Although, over the last two decades, the growth trajectory has been steep, sustaining this momentum will be a critical challenge for the next decade. Undoubtedly, cities are the fulcrum of India’s economic development model and the existing urban cities would soon be crunched on resources and infrastructure and the quality of life is bound to decline. To accommodate the dramatic growth, our city infrastructure needs to be scalable, agile and nimble.
A critical element in maintaining this momentum and ensuring true and sustainable development is to reach out to all sections of the society and ensure inclusive development. In India, first world and third world challenges coexist and the need of the hour is to bridge both and cater to a diverse set of needs and aspirations. For instance, solving food shortage problems and a Mars mission coexist and both have their own importance.
We have to increasingly do more with less, optimise resources and improve all round efficiency. This provides impetus for the creation of Smart Cities which leverage technology and best practices in creating efficient infrastructures to greatly improve productivity, lifestyle and the prosperity of citizens.
By leveraging green energy and eco-friendly technologies we can build cities at scale and yet ensure they are environmentally sustainable cities. Though the concept of Smart Cities is relatively new in India, we are well on the path to creating them.
There are three fundamental layers of a Smart City concept that impact the livability, sustainability, efficiency of a city
- 1. Underground: The vast subterranean physical complex. Heat sinks, sewers, fresh water, electricity, structural supports etc. These are the building blocks of a Smart City and efficient infrastructure at this layer is instrumental in providing basic facilities like potable water and electricity. These are immediate needs for the population in the lower economic strata and critical in bringing them on the path of development
- 2. Surface: The visible components of the infrastructure such as streets, parks, plazas, smart buildings etc. At this layer a parallel digital network includes cameras for all-round surveillance, location-based services, cellular networks, traffic and parking management. Infrastructure at this level impacts the overall governance and livability of a city
- 3. Air: Smart devises connect to each other, feeding each other information and optimizing performance. Data capturing devices that collect huge amounts of real time data and pave the way to implement big data and analytical tools to not only predict but also preempt disasters/accidents and fight crime and diseases outbreaks.

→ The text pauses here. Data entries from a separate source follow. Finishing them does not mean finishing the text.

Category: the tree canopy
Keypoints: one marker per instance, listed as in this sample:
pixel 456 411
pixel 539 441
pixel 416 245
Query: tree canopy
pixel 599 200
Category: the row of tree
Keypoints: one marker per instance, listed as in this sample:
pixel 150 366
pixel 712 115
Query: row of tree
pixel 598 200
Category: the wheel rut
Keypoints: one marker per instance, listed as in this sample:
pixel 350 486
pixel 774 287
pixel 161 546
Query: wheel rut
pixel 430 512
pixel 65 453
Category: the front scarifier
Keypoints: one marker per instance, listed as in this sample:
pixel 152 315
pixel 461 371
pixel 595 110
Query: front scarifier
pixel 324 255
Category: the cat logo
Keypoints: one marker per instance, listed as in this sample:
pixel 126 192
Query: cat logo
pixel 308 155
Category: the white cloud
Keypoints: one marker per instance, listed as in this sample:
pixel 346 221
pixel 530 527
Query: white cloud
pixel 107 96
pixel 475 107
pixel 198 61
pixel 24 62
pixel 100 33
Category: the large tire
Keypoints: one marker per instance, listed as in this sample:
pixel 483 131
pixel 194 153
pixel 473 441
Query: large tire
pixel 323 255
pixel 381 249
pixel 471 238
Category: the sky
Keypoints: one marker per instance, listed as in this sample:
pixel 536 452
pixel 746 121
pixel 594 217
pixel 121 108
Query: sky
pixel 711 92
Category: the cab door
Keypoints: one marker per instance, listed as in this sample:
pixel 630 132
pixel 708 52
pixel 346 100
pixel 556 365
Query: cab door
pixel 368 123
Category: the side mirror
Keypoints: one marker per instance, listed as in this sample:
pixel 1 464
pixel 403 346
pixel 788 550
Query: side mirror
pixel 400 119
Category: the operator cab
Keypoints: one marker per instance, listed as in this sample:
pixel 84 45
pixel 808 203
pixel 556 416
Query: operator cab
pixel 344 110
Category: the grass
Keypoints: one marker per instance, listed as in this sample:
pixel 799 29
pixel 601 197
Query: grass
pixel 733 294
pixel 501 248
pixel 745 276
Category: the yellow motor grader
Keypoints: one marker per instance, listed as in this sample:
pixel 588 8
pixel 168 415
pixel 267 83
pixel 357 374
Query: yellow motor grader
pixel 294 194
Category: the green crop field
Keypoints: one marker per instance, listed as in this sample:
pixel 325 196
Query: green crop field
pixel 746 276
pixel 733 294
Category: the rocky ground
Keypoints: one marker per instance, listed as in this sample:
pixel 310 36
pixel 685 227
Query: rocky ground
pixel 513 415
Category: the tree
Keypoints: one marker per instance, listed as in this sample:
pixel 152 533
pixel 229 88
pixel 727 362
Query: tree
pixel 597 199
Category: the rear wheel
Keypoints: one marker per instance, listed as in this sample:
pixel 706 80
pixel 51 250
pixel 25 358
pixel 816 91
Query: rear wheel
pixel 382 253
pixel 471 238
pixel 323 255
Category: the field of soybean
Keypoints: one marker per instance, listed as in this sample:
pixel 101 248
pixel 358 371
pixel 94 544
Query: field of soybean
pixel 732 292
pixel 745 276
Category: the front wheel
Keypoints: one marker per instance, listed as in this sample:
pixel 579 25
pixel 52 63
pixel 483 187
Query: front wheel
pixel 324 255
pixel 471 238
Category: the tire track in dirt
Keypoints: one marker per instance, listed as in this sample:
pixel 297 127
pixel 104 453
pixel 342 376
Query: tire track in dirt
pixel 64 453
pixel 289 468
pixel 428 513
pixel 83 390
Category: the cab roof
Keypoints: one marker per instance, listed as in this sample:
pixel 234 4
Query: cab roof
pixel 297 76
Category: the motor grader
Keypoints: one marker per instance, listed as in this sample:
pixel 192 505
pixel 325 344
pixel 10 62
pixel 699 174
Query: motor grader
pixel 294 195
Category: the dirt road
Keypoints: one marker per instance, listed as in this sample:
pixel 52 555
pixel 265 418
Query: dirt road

A truly Smart City is one that not only has effective and efficient infrastructure in each layer but is also able to impact lives across the economic & social strata. We at Schneider Electric are focused on building Inclusive Smart Cities by reaching out to all sections of the society, by holistic application of technology to solve a diverse set of challenges and by involving and collaborating with all stakeholders and governing bodies at the central, state and municipal levels.
We deliver all-round, measurable and sustainable performance across technology infrastructure with Government as leader, Citizens at the centre, Technology as an enabler and Schneider Electric as a partner.